Section III – Effective Period
This HIPAA Privacy Authorization and Release Form is valid and remains in effect until the end of the counselor/student’s practicum, internship, or externship course. I understand that the video recording and the written transcript will be deleted at that time. If there is a desire to keep either the video recording or the written transcript for a longer period of time, my additional written consent will be required before doing so.
Section IV – Acknowledgements and Disclosures
I understand that the above-named healthcare provider and counselor/student, as well as the course instructor and students will be required to maintain the same confidentiality as that required by members of the counseling profession. However, I acknowledge that there are certain exceptions to such confidentiality that require disclosure even without my authorization. Such exceptions that may require disclosure include: (1) my threat or act of serious harm to myself or another, (2) my disclosure of abuse of a minor, an elder, or an incapacitated adult, and/or (3) the issuance of a lawful subpoena, search warrant, or judicial court order that requires disclosure.
I understand that I have the right to revoke this authorization, in writing, at any time. I understand that my revocation will not be effective to the extent that any person or entity has already acted on my authorization. In other words, a revocation of my authorization cannot be retroactive and it will become effective only when my written revocation is received and processed. My written revocation of this authorization must be sent to:
Name: __Chantelle Johnson______
Organization: Soul Care Christian Counseling Servics
Address: 5501 Executive Center Dr Suite #215, Charlotte, NC 28212
Email Address: cjohnson@mysoulcare.org
I understand that my treatment, payment, enrollment, or eligibility for benefits will not be subject to or conditioned on whether I sign this authorization. I understand that my decision to sign this form, and therefore to release my protected health information, is completely voluntary.

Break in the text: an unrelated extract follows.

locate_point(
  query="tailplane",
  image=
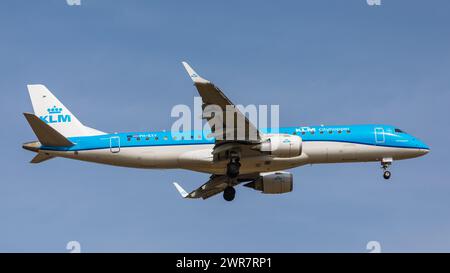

I understand that, although my information used and disclosed pursuant to this form will be kept confidential and only used as described above, such information may no longer be protected by state or federal law, including HIPAA. Moreover, even though the video recording and the written transcript of my counseling session(s) will be deleted, I understand that written assignments, feedback, reviews, and grades based on them may be education records of the counselor/student that are maintained by Liberty University beyond completion of the course described in Section III above. In such event, my personally identifiable information will not be part of any such education records.